I reported a week ago on a “Capital Markets Day” at Cloudcall (CALL) – see https://roliscon.blog/2019/01/18/cloudcall-investor-meeting-sophos-rpi-and-brexit/ . There was much discussion on whether the company should raise more finance, via debt or equity. I suggested they needed more equity. This morning they announced a placing of 2.4 million shares at 100p to raise (the share price last night was 109p. It represents about 10% dilution for other shareholders. The placing was completed in minutes so they had clearly lined up existing investors in advance. The cash will be invested (i.e. spent) on sales and marketing.

But they are also refinancing and extending their debt facility. Let us hope they don’t have to use it.

More bad news from Patisserie (CAKE). A report in the Guardian, based on sight of the information sent to bidders by the administrator, suggests that the accounts were false as far back as 2014. That’s when the IPO on AIM took place. In addition, sales in established stores had fallen by 4% in the last two years and the remaining 122 stores were on course to make a £2 million loss in the year to September 2019.

The Guardian report mentioned a number of possible bidders for some of the outlets, but generally few of them. So the chance of a major realisation for the benefit of creditors in such a “fire sale” process seems unlikely.

Brexit. After last night’s votes in the Commons, the battle lines between Theresa May and the EU look to be drawn up. She is getting near a clear mandate from Parliament which will help in the battle with EU bureaucrats and politicians who are adamant they won’t renegotiate the Withdrawal Agreement. But they will have to if they don’t want the UK to exit without one, which would threaten a lot of EU country exports. Come March 28th, it will be time for a face-saving compromise – no change to the Withdrawal Agreement – just the addition of a codicil providing alternatives to the Backstop.

Momentum Investing. Are investors falling out of love with Momentum Investing? Momentum investing has been one of the most attractive investing strategies in the last few years. If a share price was going up, you just bought more, regardless of fundamentals. There were many academic studies showing that it was a very effective strategy. In ten years of rising shares prices, it was relatively foolproof. But when share prices are going down, as in the last part of 2018, it does of course work in reverse. You have to sell shares as the prices drop.

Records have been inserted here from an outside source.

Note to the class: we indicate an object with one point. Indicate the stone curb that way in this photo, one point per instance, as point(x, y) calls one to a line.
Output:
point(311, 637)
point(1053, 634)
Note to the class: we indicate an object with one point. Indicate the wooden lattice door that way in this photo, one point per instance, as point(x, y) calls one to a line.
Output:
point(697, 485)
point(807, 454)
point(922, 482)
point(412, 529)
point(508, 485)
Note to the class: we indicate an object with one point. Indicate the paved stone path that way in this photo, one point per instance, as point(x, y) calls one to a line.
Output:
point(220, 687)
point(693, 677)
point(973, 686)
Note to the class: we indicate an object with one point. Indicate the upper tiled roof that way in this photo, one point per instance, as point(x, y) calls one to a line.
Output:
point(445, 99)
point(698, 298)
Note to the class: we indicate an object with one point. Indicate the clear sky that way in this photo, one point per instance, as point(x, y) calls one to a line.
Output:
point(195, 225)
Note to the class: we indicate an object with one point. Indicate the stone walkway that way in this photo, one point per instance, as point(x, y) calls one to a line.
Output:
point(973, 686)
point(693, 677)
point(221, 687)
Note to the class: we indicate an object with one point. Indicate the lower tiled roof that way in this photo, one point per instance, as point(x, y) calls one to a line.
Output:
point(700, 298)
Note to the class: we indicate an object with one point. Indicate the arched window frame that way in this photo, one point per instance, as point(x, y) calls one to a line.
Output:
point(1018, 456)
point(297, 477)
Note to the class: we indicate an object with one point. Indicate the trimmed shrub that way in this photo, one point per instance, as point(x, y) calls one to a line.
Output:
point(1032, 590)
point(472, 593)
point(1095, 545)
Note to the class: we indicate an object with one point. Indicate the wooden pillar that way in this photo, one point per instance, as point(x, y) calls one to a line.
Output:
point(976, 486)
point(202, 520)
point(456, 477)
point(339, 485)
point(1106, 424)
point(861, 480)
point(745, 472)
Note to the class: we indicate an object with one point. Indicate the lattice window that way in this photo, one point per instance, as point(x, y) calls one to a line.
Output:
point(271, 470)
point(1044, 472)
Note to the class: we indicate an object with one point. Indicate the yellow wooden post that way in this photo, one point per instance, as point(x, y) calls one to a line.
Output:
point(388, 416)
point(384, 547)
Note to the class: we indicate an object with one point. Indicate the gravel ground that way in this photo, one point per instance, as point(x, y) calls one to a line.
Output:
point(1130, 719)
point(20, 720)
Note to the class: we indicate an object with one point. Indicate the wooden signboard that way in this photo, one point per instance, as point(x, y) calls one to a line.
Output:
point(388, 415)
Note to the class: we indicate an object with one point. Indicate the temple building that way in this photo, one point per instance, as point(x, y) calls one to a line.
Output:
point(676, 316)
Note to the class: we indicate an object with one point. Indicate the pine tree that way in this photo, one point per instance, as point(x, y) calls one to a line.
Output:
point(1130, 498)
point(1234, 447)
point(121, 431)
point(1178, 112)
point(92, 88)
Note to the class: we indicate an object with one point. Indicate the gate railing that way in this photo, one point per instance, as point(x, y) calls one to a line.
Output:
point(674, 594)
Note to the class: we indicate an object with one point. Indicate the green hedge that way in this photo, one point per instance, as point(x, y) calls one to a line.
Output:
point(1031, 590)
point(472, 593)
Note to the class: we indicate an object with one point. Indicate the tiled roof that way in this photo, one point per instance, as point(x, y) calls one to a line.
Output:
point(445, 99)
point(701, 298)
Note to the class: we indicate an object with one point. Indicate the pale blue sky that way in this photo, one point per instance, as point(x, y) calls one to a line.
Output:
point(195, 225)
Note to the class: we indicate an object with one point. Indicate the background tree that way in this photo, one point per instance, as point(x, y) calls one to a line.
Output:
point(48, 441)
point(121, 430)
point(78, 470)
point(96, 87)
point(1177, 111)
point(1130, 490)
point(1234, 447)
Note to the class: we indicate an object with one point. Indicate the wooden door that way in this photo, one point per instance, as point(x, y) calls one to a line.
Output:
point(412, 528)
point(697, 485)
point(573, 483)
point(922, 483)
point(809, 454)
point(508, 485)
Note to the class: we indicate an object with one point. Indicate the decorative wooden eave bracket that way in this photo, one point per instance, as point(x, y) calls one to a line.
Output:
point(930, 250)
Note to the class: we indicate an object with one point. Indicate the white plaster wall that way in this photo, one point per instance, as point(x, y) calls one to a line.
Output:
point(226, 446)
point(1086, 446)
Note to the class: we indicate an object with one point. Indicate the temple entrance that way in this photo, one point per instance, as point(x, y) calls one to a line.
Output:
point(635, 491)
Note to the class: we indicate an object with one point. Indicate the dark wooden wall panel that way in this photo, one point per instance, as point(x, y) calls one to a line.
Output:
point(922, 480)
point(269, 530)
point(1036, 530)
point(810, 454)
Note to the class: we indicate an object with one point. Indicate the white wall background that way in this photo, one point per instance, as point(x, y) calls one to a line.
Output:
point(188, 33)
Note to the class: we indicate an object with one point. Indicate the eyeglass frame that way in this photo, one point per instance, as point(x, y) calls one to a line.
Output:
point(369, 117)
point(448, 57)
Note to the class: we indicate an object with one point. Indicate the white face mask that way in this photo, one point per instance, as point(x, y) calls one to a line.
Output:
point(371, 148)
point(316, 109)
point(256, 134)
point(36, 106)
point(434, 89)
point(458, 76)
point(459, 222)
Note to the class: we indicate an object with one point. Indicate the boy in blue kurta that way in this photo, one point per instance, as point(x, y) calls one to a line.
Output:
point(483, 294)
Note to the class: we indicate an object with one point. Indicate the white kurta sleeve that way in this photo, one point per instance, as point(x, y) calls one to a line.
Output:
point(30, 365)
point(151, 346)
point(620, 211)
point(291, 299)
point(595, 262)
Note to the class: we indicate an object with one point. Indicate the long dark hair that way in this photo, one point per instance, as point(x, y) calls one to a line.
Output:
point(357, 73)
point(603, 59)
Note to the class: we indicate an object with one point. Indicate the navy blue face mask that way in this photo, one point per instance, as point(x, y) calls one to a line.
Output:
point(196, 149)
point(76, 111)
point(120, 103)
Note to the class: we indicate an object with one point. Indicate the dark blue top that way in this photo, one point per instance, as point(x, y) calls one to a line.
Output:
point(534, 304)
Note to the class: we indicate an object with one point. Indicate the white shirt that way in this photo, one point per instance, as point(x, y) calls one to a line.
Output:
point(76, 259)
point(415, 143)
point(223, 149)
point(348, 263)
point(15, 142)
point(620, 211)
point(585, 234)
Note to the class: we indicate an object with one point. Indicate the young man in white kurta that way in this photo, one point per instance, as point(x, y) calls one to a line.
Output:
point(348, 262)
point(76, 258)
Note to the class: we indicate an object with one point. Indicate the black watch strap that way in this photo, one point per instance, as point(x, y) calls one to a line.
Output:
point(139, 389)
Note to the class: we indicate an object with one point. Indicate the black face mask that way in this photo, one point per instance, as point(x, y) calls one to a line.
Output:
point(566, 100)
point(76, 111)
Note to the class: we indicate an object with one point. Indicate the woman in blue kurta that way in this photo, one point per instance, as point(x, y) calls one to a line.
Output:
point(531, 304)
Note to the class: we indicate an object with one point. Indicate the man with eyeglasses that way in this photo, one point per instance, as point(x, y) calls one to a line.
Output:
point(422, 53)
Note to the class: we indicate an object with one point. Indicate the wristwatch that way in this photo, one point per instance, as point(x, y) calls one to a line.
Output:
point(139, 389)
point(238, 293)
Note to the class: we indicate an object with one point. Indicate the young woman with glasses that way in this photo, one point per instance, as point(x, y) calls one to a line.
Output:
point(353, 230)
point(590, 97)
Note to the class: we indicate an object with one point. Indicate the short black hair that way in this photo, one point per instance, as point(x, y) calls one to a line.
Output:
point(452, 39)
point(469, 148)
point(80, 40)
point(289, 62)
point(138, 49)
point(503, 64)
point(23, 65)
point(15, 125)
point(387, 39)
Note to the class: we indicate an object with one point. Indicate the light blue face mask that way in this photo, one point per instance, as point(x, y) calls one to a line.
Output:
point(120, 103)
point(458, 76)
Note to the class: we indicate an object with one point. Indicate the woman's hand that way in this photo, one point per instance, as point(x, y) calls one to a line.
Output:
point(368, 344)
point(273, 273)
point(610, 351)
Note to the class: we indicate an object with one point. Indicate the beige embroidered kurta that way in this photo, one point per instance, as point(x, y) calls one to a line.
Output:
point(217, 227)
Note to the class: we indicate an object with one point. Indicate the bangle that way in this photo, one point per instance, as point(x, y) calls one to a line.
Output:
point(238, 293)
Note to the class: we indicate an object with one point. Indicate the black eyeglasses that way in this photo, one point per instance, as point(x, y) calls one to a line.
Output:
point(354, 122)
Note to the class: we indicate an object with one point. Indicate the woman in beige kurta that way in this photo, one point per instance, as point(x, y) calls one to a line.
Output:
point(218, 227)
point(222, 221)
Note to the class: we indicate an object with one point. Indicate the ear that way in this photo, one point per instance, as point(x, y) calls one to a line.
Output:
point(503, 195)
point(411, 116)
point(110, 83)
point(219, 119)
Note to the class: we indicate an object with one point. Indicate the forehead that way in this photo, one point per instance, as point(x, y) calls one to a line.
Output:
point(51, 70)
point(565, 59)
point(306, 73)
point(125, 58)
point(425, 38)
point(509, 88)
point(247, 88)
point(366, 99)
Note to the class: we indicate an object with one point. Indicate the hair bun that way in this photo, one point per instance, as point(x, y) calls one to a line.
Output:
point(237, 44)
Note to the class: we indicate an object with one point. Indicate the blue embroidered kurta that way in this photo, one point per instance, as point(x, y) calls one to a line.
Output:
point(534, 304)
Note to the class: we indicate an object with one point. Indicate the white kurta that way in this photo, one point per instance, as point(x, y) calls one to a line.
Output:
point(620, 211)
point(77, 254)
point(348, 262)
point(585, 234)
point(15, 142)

Just reviewing a few model portfolios run by investment magazines and on-line portals suggests to me that momentum investing is no longer working as the 5 year and longer returns generated are worse than the market as a whole. The moral is that there are no simple solutions to achieving superior investment returns. Once everyone is aware of a successful strategy, its benefits disappear as they are traded away.

It looks like we will have to revert to the hard work of doing financial and business analysis of companies rather than simply following shooting stars.